A conference call was arranged with the arbitrator to decide whether the withdrawal of the grievance should be considered “without prejudice,” or whether the grievance should be dismissed “with prejudice.” This was important because if the withdrawal was “with prejudice” to any matter involving the grievor, the employer would raise this to attempt to block the employee’s application before the Human Rights Tribunal of Ontario.

The employer argued that, “the undisputed facts point to an abuse of process by the grievor, warranting a dismissal of the grievance with prejudice or as an abuse of process, or that the grievance be deemed to be withdrawn with prejudice”.

The union argued that the arbitrator had “no jurisdiction to declare the withdrawal “with prejudice” to a proceeding before another tribunal.  It asks me to end the proceeding because of the withdrawal without ruling on whether it was with or without prejudice.”
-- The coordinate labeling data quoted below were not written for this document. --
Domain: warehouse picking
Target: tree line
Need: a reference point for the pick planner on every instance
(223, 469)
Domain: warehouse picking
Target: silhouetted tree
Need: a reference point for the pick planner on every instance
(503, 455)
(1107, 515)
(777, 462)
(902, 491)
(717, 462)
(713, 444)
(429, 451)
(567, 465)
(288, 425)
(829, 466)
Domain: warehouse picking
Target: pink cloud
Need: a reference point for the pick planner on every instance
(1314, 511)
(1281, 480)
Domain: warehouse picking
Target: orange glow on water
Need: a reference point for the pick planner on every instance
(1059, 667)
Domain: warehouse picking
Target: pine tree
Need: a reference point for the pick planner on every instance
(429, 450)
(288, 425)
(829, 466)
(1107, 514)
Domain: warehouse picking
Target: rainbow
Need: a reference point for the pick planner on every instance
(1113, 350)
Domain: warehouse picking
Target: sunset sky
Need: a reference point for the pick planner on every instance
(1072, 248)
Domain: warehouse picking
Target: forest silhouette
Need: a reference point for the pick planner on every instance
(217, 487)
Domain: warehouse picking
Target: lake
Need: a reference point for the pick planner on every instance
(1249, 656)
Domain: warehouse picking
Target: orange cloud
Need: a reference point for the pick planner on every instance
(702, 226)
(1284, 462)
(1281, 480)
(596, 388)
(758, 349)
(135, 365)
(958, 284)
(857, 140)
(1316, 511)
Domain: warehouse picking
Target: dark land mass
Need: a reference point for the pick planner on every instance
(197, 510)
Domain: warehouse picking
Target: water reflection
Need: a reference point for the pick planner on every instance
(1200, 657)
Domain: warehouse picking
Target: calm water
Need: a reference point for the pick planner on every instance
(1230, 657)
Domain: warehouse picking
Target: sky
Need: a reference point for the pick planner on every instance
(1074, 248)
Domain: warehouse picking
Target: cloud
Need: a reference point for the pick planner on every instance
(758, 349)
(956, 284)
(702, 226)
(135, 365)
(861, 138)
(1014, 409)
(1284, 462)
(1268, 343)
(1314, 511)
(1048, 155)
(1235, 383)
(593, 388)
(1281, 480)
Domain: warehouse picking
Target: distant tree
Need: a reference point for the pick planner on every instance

The arbitrator considered the matter and reached the following conclusion:

Any party is free to withdraw a grievance at any time.  For a grievance to be withdrawn “without prejudice,” both parties’ agreement may be required.  Here, the parties have agreed the grievance is withdrawn without prejudice to matters involving employees other than the grievor.  It has long been accepted that, subject to exceptional circumstances, an arbitrator will not hear a grievance that has been withdrawn and later filed again.  (See Re City of Sudbury and CUPE Local 207 (1965) 15 L.A.C. 405 (Reville).)  In that sense, the withdrawal of this grievance is “with prejudice” to this grievor’s ability to pursue the same grievance in the future.

It is understandable that the employer is upset that it has devoted time and resources to defending this grievance, only to have it withdrawn in favour of a human rights application.  However, it is up to the Human Rights Tribunal to determine its disposition of her application to that tribunal.  The employer is free to argue at the tribunal that there has been an abuse of process.  Its request for a ruling on that point from me is dismissed.

However, the matter before me is dismissed with prejudice to the grievor’s right to grieve the termination of her employment under the collective agreement.

The arbitrator left it to the HRTO to determine the impact, if any, of the withdrawal of the grievance on the employee’s human rights application.  This seems consistent with the bulk of the authorities on the point.